Den Preis für das längste Dauerlächeln neben Gauck bekommt Ursula von der Leyen. Sie und ihr Vorgänger Thomas de Maizière (CDU) wagen als Erste eine Umarmung. Zu Scherzen ist Finanzminister Wolfgang Schäuble (CDU) aufgelegt: Als von der Leyen ihm die Hand reichen will, salutiert er mit der rechten Hand, militärisch korrekt. Gelächter bei einigen Fotografen, irritierte Blicke bei den Ministern. Dann reiht sich – jawohl – von der Leyen in deren Riege ein. Tags zuvor ließ sich auch Unionsfraktionschef Volker Kauder zum Salutieren hinreißen. Noch findet die Ministerin das alles ziemlich lustig.

Die Differenzen, die das Verhältnis zwischen einigen CDU-Politikern mit von der Leyen im letzten Jahr zu dominieren schienen, man denke an die Diskussion über die Frauenquote, scheinen heute vergessen. Als von der Leyen sich zu Merkels Wahl in die Reihe vor die Urne stellt, schreitet Merkel mit ihr lächelnd einige Meter fort.

Joachim Gauck ist der Einzige, der an diesem Morgen so etwas wie ein offizielles politisches Bekenntnis abgibt. Außer seinen Worten kennt das Protokoll nur Schwüre und die einführenden oder hinführenden Worte des Bundestagspräsidenten. „Deutschland braucht eine stabile und handlungsfähige Regierung“, sagt Gauck. Er erinnert an die ersten beiden großen Koalitionen, die von 1966 bis 1969, die von 2005 bis 2009. „Was wird das Markenzeichen der dritten großen Koalition sein?“, fragt der Bundespräsident – und mahnt „Mut zu notwendigen Reformen“ an.

Verkehrsminister Dobrindt und Gesundheitsminister Hermann Gröhe umarmen sich. Andrea Nahles und Schwesig ebenfalls. Zwischen de Maizière und Bildungsministerin Johanna Wanka: Wangenküsschen. „Sie kriegen immer die schwierigen Aufgaben“, flüstert Gauck dem neuen Kanzleramtschef Peter Altmaier (CDU) zu. Altmaier wirkt als Einziger an diesem Morgen eher unglücklich. Er wollte als der Umweltminister in die Geschichte eingehen, unter dem die Energiewende ihren entscheidenden Schritt vorangekommen wäre. Wie ein Besessener hatte sich Altmaier in die komplizierte Materie eingearbeitet, hatte vermittelt, kommuniziert, kaum geschlafen und dabei noch ungesünder gelebt als in seiner Zeit als Parlamentarischer Geschäftsführer.
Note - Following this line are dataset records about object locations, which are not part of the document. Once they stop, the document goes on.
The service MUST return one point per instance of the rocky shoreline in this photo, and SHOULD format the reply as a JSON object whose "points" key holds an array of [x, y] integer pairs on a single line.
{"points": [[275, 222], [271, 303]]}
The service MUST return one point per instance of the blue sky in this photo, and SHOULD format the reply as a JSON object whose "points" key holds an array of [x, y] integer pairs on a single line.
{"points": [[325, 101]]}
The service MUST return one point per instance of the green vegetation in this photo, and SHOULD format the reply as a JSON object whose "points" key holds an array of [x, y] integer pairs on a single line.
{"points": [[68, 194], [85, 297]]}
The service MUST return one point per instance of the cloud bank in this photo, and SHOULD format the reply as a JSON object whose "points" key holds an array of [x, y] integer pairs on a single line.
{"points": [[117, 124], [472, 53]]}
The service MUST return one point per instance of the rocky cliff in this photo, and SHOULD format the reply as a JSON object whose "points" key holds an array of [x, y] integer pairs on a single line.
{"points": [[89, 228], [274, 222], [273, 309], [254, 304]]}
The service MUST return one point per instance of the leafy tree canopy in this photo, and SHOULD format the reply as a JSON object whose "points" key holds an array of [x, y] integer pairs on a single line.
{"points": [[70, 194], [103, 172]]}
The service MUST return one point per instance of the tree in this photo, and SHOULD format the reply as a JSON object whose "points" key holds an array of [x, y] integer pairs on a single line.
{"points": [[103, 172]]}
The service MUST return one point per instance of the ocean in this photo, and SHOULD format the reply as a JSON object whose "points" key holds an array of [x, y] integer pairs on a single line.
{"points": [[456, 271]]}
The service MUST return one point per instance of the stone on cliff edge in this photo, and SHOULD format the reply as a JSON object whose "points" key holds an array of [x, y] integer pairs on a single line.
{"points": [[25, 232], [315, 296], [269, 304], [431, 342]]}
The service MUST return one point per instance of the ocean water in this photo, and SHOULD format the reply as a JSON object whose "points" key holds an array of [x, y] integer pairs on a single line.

Gerne hätte er weitergemacht. Aber Umwelt ging an die SPD, die Energie-Zuständigkeit an das Wirtschaftsministerium. Nun übernimmt er Ronald Pofallas Rolle als Kanzleramtsminister.

Und dann war da noch die Frage: Wie viele Minister schließen den Eid mit der Gottesformel ab? Diesmal waren es alle – also auch die SPD-Minister. Das war schon anders. 1998, als Gerhard Schröder Kanzler wurde, verzichtete er selbst und sieben seine Ressort-Chefs auf den Zusatz „So wahr mir Gott helfe“. Oskar Lafontaine, Otto Schily, Walter Riester, Edelgard Bulmahn, Bodo Hombach, Joschka Fischer und Jürgen Trittin entschieden sich, ohne göttlichen Beistand auskommen zu wollen. 2005, als Merkels erste große Koalition antrat, war nur noch Brigitte Zypries so strikt. In der schwarz-gelben Regierung riefen schon alle Gott als Zeugen an. „Fromme GroKo. 100 % Gott“, twitterte die SPD-Politikerin Angela Marquart.